Не представляю, как люди могут жить без секретов. Некоторые их боятся. Требуют, чтоб все было «прозрачно». Эта прозрачность, которая с экрана шагнула и в мою жизнь, меня угнетает, иссушает. Я не могу без тайн, как объем без тени. Я должен что-нибудь скрывать, непременное условие моего бытия. Не могу вести блог, от слова «колумнист» меня выворачивает, не умею ни брать, ни давать интервью. Я давно отказался от мнения, потому что эта вредная привычка – порождать мнения – вычерпывает из меня глубину. Скандинавия тем и нравится мне, тут никто не покушается на твою скрытность. Одна из причин, почему я в Швеции. Я тут гость, перелетная птица, силы человеческого тяготения надо мной не властны. Жить как придется – ни перед кем не отчитываться. Это снимает ограничения. Я теперь себе многое позволяю: книги, которые прежде в руки-то не взял бы, бессмысленные финские хорроры, забытую музыку… Gong, например, давно не слушал, а тут – винил! У Эдвина с отцом огромная коллекция. Как-то в Таллине он сказал: «Если слушать в день по пластинке, то понадобится десять лет, чтобы все прослушать», – сказал и улыбается своей детской улыбкой. Я думал, пошутил. Приезжаю, он в порту меня ждет сонный, зевая ведет к отцу, там на столе ужин (а час ночи!), свечи горят, две бутылки вина открыты, Breakfast in America играет, я это сразу отмечаю, его старик поднимает бокал: «О! Узнаю знатока!» – и обводит рукой стены. Они были все заставлены пластами и книгами, книгами и пластами.
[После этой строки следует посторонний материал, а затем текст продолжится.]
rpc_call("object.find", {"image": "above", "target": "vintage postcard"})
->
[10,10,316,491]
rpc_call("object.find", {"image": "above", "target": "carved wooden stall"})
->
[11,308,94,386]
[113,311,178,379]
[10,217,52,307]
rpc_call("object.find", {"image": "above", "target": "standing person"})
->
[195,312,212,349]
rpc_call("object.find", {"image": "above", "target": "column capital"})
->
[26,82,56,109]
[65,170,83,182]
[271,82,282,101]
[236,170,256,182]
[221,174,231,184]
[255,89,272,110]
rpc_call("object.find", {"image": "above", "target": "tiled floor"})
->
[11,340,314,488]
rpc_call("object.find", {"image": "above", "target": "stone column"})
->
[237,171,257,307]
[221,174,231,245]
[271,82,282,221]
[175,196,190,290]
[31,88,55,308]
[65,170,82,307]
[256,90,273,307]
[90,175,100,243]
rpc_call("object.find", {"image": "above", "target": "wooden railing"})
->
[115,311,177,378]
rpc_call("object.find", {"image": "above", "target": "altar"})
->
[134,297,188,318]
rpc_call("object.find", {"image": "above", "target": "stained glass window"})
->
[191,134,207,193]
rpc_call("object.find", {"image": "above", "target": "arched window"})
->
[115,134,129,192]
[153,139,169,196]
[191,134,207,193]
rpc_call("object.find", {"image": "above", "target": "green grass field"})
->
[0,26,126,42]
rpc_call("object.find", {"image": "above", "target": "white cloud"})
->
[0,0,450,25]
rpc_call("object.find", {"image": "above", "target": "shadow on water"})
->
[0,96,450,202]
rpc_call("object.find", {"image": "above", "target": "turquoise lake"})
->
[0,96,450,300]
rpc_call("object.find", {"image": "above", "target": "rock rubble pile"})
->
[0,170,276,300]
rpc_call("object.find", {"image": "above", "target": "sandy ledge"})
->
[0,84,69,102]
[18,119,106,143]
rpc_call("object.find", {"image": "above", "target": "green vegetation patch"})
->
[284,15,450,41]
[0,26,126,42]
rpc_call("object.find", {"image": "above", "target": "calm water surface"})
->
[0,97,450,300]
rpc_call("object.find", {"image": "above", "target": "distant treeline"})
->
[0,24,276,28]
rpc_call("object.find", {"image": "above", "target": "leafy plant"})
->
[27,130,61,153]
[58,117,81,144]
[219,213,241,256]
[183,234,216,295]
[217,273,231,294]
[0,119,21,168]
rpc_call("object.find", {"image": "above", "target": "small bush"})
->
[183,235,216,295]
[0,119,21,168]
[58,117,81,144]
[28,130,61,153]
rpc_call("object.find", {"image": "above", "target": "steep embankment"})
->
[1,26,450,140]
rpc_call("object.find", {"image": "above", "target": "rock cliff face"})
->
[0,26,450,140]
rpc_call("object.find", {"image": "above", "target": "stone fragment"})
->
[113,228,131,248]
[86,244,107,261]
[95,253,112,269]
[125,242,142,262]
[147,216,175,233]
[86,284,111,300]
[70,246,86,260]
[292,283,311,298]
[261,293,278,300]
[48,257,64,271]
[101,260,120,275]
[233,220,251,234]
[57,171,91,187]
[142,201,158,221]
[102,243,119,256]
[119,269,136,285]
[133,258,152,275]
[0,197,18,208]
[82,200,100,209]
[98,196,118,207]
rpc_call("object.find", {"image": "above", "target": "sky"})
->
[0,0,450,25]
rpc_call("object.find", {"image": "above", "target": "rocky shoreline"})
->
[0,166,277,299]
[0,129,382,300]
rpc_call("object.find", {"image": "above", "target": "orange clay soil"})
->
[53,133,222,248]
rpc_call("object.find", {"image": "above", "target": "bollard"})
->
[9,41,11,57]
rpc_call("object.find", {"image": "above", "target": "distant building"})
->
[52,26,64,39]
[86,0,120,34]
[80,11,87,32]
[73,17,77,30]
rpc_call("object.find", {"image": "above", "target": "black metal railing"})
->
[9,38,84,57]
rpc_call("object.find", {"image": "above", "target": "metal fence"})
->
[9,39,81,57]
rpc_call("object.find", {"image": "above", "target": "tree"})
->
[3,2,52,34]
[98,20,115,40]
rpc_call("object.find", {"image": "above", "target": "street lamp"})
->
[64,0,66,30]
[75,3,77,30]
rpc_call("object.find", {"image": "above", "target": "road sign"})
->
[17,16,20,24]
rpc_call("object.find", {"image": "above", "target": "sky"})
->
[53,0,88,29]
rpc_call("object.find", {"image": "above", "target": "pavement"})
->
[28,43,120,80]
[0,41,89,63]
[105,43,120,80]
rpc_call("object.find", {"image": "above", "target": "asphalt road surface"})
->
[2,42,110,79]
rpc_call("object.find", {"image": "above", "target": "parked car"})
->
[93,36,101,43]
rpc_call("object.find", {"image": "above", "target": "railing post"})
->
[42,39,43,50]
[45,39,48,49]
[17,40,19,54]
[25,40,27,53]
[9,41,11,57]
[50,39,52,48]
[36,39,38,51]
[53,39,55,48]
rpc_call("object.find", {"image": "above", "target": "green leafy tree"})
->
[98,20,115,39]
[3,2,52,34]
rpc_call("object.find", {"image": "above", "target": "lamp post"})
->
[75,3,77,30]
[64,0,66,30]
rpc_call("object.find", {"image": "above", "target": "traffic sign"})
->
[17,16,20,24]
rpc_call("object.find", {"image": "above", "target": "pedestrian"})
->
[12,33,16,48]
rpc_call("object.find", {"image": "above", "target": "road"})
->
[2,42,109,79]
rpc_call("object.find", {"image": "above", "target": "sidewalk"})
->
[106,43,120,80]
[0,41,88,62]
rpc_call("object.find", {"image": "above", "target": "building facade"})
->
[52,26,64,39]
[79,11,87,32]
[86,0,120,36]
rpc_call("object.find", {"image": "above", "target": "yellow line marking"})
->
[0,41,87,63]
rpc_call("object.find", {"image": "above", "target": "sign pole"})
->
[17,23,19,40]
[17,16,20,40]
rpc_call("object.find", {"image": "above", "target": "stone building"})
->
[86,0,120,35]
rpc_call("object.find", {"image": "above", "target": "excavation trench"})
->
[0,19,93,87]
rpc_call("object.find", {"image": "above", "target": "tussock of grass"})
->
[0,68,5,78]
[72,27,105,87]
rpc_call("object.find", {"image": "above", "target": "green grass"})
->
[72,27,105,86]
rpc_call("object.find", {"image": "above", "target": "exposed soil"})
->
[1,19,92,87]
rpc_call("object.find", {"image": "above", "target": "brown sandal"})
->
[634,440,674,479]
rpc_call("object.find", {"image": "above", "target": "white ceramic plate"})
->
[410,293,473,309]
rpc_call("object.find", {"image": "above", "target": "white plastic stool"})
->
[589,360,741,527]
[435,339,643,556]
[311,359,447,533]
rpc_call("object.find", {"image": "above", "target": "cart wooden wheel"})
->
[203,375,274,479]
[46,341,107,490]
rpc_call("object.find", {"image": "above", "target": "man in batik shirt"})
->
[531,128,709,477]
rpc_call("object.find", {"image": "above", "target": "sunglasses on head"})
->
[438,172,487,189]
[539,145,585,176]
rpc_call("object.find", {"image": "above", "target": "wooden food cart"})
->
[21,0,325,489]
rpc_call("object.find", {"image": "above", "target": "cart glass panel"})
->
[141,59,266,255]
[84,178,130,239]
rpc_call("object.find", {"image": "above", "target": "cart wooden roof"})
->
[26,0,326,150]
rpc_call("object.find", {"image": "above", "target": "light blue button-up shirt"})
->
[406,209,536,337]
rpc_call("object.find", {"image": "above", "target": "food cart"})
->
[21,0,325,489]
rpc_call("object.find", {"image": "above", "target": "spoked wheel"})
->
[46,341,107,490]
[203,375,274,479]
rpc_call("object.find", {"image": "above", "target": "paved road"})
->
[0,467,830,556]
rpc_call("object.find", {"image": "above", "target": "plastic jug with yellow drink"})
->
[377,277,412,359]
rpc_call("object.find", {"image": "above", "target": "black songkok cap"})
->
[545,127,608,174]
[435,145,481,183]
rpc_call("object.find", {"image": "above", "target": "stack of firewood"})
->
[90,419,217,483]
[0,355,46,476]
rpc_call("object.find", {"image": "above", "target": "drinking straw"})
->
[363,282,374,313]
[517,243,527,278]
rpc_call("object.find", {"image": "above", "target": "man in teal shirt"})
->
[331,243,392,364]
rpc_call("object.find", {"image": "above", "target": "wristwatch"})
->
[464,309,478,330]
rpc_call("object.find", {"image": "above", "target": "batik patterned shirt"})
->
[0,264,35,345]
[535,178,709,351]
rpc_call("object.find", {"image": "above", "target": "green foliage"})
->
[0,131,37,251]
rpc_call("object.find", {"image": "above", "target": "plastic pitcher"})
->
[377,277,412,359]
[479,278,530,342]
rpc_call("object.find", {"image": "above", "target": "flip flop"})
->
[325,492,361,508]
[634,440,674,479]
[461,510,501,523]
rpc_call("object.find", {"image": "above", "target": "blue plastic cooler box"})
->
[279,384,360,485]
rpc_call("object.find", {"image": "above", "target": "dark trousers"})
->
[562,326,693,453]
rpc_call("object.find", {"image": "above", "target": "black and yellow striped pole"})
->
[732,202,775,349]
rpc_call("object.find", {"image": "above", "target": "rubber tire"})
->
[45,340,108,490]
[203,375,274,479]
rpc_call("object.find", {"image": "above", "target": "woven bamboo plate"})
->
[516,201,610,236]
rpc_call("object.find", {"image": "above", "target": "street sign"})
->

Старик повторил фразу про десять лет в день по пластинке, и тогда я понял, что это была не шутка, и даже не преувеличение, у них в коллекции ровно 3653 пластинки (с учетом на три високосных года). Это помимо дисков и нескольких до отказа забитых выносных жестких дисков. А про пленки и фотографии я не говорю… Знаешь, я почему-то все время думаю про то, что некоторые (в том числе я), глубоко и религиозно переживая страх перед вероятной атомной войной, копали себе бункеры, запасались едой, у многих был погреб (хотя бы в воображении), я в детстве часто фантазировал, как бы я выживал, случись атомная война, и вот думаю, что Эдвин с отцом тоже запаслись, только на случай какой-то другой войны, информационной, что ли.
Вся эта коллекция в доме отца Эдвина – в трех минутах ходьбы от нас, моя комната на мансарде, тут так светло, легко – это не темный чердак, а настоящая светлица – почти во всю длину крыши сделаны продолговатые окошки, как бойницы, из них я вижу море и собор, и – ни одной пластинки! Даже проигрывателя нет. Он сказал, что они с отцом договорились больше не приобретать, чтобы число пластинок оставалось сакральным. Слушают только у отца. С грустью рассказали о том, что пытались предпринять десятилетнее прослушивание (пластинка в день) и каждый раз не получалось – кто-нибудь из них либо уезжал, либо не мог прийти… Самое большее, что им удалось, это прослушать двести семьдесят три пластинки кряду – то есть двести семьдесят три дня они встречались каждый день, чтобы прослушать какую-нибудь пластинку.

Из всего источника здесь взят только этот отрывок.